Investment Banking ------ An overview


Investment Banking refers to financial consultancy and their main revenue generation operates through cash market dealing with securities as well as primary market dealing with bonds. In fact, they provide legal advisory services for mergers and acquisitions. According to SEC (FINRA) regulations such an advisor (individual or a financial institution ) should be a licensed broker or an authorized dealer.

First world countries primarily the G7 nations having strong economic platform, banking sector had never delineated investment banking as a separate domain. Strategic financial advisor and services often include trading of derivatives (futures and options), equities and commodity market trading. Their financial planning services included mergers and acquisitions of institutional houses and thus acted as a perfect third-party consultant.

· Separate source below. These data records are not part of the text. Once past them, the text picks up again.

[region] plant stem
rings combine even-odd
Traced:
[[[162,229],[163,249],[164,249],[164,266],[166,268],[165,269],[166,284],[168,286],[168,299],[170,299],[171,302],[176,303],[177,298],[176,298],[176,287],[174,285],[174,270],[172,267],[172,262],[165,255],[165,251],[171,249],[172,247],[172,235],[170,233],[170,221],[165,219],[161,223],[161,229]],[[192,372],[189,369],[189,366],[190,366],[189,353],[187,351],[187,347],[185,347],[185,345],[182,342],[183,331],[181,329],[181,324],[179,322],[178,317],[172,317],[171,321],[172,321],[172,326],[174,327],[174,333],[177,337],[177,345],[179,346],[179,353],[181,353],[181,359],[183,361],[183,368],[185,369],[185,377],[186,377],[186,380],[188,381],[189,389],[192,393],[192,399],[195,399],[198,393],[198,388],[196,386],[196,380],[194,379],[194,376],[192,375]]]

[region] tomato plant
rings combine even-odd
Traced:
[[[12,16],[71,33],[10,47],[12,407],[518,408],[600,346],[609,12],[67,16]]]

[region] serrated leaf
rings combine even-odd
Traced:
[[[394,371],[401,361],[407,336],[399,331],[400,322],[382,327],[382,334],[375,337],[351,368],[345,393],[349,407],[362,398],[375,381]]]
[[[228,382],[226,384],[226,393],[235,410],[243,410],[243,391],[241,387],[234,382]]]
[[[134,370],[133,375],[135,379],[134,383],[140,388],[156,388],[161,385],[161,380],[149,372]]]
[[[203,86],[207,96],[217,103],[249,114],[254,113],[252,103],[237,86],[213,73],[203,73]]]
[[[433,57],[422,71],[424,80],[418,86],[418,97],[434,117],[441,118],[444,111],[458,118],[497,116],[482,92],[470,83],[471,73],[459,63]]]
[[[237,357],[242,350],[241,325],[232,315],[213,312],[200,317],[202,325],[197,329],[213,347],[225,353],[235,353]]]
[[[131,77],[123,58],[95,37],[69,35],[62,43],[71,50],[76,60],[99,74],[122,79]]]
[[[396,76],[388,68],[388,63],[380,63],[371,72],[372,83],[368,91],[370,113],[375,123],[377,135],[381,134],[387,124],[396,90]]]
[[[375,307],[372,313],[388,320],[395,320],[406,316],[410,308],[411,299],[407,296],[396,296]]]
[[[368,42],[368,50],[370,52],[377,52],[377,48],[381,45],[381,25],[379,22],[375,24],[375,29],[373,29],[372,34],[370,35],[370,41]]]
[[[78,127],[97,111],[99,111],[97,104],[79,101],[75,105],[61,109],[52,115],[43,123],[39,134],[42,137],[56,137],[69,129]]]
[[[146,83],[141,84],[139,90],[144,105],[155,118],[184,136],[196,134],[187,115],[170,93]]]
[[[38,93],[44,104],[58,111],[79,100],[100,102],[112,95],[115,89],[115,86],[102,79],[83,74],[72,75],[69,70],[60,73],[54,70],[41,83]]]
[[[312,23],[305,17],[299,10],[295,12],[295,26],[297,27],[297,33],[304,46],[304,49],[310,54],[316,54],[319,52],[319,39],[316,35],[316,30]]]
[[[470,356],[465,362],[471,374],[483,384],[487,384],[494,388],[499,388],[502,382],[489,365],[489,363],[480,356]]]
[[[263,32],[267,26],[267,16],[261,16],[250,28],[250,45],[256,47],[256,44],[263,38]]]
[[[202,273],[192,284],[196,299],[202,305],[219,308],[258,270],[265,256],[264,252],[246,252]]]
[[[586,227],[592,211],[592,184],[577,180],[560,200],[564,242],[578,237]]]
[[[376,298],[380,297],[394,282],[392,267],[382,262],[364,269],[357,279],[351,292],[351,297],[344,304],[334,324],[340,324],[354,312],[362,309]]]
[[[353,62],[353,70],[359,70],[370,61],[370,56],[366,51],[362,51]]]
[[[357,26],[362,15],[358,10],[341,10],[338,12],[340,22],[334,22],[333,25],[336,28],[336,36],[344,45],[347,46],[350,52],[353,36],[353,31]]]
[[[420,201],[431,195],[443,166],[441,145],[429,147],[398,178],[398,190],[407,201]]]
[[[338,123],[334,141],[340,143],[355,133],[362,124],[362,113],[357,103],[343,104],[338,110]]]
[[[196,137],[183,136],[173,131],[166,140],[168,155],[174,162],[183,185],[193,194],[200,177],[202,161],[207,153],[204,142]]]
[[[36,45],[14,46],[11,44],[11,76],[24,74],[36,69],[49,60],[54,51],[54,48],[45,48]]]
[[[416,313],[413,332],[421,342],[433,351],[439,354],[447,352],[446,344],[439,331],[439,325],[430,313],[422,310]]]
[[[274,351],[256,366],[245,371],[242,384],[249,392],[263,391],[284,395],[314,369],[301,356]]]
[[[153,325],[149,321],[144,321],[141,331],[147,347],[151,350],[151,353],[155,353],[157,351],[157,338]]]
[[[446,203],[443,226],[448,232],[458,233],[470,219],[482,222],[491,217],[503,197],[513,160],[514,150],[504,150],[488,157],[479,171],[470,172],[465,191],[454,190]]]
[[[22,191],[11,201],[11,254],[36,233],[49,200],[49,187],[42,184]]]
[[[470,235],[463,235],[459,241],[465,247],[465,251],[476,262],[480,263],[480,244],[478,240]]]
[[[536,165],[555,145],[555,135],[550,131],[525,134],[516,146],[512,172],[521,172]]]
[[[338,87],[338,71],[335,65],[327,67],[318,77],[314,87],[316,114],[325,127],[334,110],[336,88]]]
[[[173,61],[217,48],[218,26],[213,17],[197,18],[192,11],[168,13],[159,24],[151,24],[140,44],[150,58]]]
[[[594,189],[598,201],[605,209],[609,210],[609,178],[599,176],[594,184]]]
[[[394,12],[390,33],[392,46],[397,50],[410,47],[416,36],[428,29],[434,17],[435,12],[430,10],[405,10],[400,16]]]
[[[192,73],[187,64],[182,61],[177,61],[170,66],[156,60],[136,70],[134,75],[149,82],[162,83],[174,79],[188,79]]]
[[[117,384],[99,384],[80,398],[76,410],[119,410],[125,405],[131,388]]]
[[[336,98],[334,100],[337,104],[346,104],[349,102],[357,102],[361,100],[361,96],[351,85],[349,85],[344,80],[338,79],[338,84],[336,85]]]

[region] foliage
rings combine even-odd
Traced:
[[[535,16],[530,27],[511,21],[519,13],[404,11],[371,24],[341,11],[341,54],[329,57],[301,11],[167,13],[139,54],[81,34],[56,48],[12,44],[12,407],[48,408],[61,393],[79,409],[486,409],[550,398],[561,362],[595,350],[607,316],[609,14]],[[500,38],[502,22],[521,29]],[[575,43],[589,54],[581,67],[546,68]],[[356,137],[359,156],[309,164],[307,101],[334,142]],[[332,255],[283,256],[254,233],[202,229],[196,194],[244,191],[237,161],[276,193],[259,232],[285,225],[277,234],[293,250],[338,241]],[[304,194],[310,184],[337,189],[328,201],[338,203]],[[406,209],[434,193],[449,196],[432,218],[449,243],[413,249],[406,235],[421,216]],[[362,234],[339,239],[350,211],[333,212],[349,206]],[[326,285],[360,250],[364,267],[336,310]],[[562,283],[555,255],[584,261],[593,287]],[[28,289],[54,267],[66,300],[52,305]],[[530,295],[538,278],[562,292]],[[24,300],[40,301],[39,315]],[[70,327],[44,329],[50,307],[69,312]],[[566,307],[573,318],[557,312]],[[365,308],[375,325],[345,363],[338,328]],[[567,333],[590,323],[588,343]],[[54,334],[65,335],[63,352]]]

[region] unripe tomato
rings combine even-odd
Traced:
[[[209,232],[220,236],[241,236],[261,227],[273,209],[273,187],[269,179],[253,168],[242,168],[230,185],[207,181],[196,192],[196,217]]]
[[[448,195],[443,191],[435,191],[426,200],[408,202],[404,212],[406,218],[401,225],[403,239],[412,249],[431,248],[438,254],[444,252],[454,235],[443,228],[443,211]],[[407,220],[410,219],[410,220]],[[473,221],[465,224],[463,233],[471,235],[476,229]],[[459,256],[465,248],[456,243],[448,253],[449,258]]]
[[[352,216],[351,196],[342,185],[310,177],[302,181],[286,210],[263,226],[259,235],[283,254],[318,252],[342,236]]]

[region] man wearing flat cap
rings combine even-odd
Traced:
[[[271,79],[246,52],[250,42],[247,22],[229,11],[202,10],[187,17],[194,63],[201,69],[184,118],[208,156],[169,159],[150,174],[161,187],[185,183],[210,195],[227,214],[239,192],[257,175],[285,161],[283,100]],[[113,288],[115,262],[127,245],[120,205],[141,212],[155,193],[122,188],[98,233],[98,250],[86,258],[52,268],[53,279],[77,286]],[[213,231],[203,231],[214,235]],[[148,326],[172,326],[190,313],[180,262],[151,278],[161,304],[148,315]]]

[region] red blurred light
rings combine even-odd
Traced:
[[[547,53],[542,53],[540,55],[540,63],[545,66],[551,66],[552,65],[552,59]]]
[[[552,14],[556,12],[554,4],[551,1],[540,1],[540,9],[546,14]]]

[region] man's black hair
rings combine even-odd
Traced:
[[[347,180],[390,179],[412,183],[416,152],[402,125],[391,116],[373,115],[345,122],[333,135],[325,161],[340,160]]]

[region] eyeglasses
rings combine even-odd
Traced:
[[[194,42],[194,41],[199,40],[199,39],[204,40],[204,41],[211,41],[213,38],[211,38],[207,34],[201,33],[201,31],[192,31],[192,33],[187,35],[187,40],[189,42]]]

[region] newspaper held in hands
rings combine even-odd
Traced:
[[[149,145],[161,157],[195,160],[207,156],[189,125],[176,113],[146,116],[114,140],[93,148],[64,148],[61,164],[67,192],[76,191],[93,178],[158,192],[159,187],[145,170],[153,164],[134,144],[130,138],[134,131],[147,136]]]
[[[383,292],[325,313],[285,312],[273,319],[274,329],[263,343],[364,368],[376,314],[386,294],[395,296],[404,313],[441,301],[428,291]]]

Their revenue generation has always been bilateral. Research, promotion, marketing dominated largely in securities and cash market trading. On the other hand, dealing with various funds, which categorically include pension funds, hedge funds, mutual funds, insurances of various categories by utilizing their retail database, which actually generated their revenue from their respective clients through the “buy side”.

The last two of the” bulge bracket” firms that existed on Wall Street were Morgan Stanley and Goldman Sachs. However, on the 22nd of September,2008 they responded to the U.S financial crisis by electing to convert into traditional banking institutions. There are banks that are “universal” rather than specifically being bulge market investment banks as they accept deposits. These are Citigroup, Deutsche Bank, UBS AG , JP Morgan Chase , Credit Suisse , HSBC and Barclays.